In 2011 the United Nations Environmental Programme (UNEP) published an Environmental Assessment of Ogoniland which included extensive testing of the Ogale Community.

UNEP’s testing of Ogale reported serious contamination of agricultural land and waterways in the community as well as its groundwater, exposing Ogale’s inhabitants to serious health risks. Groundwater oil contamination in Ogale was found to be 1,000 times higher than levels permitted under Nigerian law and water in the community was found to be unfit for human consumption.

Community members report that the oil contamination has impacted on their farming productivity, and fishing has all but ended in the community.

Residents are not being provided with clean drinking water – the water scheme that had been introduced in the community has not functioned for the last year and community members who are not able to pay for alternative water often have to drink contaminated water. Bille is located in the Degema Local Government Area (LGA) in River State, Nigeria. Populated by nearly 13,000 residents, it is comprised of a number of island towns and fishing settlements that are surrounded entirely by water.
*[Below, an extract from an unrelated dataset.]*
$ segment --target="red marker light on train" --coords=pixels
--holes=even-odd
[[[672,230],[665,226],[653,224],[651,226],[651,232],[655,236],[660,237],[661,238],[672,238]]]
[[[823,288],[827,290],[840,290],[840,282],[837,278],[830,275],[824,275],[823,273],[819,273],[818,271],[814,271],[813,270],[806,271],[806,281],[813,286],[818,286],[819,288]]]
Residents of Bille have traditionally relied on fishing to sustain their way of life, however, following the devastation caused by the spills emanating from an oil pipeline known as the Nembe Creek 30” Trunkline (NCTL) their livelihood has been destroyed.

According to the legal action, the creeks, mangroves and island communities in Bille have been devastated by oil emanating from the NCTL since the replacement of the Bille Section of the pipeline in 2010.

It is alleged that 13,200 hectares of mangrove have been damaged by oil spilled from the Bille Pipelines and Infrastructure, the largest loss of mangrove habitat in the history of oil spills.